Majoritariamente, as obras levadas para Chicago ou faziam parte do acervo da Escola Nacional de Belas Artes, ou pertenciam aos próprios artistas. Algumas poucas pertenciam ao Estado. Essa dinâmica pode ser verificada no Catalogue of the Brazilian Section at the World's Columbian Exposition, do qual reproduzimos a listagem das obras pertencentes ao Departamento K - Bellas Artes [cf. Documento].[14]

Averiguamos que Rodolpho Bernardelli, como responsável pelo Departamento de Belas Artes da Seção Brasileira, fez uma escolha bastante pessoal das obras expostas, privilegiando a si mesmo e aos professores e alunos da Escola, ainda que seja possível identificarmos alguma interferência por parte do governo. Entre as poucas esculturas expostas em Chicago, ao todo seis, cinco eram de Rodolpho Bernardelli. Compreendemos, desse modo, que o pedido do Ministério da Agricultura, para que estivessem presentes na exposição universal esculturas “desde o tempo de Luiz de Vasconcellos [Vice-Rei] até às bellas producções de Bernardelli”, só foi seguida à risca na sua última parte.

Também pintores da geração anterior foram muito pouco privilegiados, como mencionado anteriormente. Somente Pedro Américo, Victor Meirelles e Agostinho José da Motta - aqueles incluídos na solicitação do Ministério da Agricultura - figuraram na exposição, com um número irrisório de telas.

Segundo o Catalogue of the Brazilian section at the World's Columbian Exposition, de Pedro Américo foi exposta a Proclamação da Independência do Brasil [Figura 4] [15], de Victor Meirelles foi exposta a Primeira Missa no Brasil [Figura 5] e de Agostinho da Motta foram expostas as telas Frutas do Brasil [Figura 6] [16] e Cabeça de homem velho. As três últimas obras pertencentes, segundo consta no catálogo, à Galeria Nacional das Bellas Artes, Rio de Janeiro.[17]

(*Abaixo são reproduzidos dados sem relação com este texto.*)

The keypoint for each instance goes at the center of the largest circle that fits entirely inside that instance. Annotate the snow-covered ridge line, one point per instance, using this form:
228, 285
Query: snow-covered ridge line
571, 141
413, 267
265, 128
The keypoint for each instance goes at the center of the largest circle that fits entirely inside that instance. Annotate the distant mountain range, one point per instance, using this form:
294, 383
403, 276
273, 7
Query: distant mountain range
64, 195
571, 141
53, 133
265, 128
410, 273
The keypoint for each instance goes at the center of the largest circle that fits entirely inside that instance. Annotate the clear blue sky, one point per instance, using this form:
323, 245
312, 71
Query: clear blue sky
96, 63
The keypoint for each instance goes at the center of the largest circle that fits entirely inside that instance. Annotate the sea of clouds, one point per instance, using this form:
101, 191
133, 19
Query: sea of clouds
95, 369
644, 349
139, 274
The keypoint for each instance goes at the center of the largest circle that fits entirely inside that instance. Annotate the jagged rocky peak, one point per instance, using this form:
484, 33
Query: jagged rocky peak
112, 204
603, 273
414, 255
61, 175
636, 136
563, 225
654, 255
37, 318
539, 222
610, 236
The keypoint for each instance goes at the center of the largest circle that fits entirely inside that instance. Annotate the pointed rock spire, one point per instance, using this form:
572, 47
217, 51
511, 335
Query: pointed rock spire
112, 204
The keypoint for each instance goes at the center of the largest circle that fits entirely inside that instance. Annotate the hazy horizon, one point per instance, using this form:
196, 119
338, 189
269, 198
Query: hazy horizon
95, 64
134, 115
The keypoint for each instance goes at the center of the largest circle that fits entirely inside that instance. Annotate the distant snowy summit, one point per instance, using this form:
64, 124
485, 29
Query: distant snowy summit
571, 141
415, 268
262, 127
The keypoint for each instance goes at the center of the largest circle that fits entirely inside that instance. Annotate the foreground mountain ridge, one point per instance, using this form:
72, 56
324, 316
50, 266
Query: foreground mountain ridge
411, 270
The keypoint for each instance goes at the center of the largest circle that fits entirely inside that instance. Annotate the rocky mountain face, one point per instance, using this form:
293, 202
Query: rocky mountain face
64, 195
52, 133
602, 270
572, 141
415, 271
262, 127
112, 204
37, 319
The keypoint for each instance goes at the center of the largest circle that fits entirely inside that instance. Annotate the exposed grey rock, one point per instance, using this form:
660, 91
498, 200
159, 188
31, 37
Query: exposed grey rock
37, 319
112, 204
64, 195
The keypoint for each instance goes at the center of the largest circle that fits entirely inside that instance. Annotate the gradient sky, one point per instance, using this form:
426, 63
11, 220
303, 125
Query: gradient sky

Devemos ainda mencionar que a tela Batalha dos Guararapes [Figura 7] havia sido selecionada pela comissão para ser enviada a Chicago, mas Victor Meirelles solicitou que ela não fosse enviada, com medo de que a tela sofresse danos, como havia ocorrido com a Batalha Naval do Riachuelo [Figura 8] durante o regresso para o Brasil, após a Exposição Universal da Filadélfia, em 1876. Ainda assim, a sua participação na mostra, caso não houvesse o pedido do pintor, se daria com somente duas telas: Primeira Missa no Brasil e Batalha dos Guararapes.[18]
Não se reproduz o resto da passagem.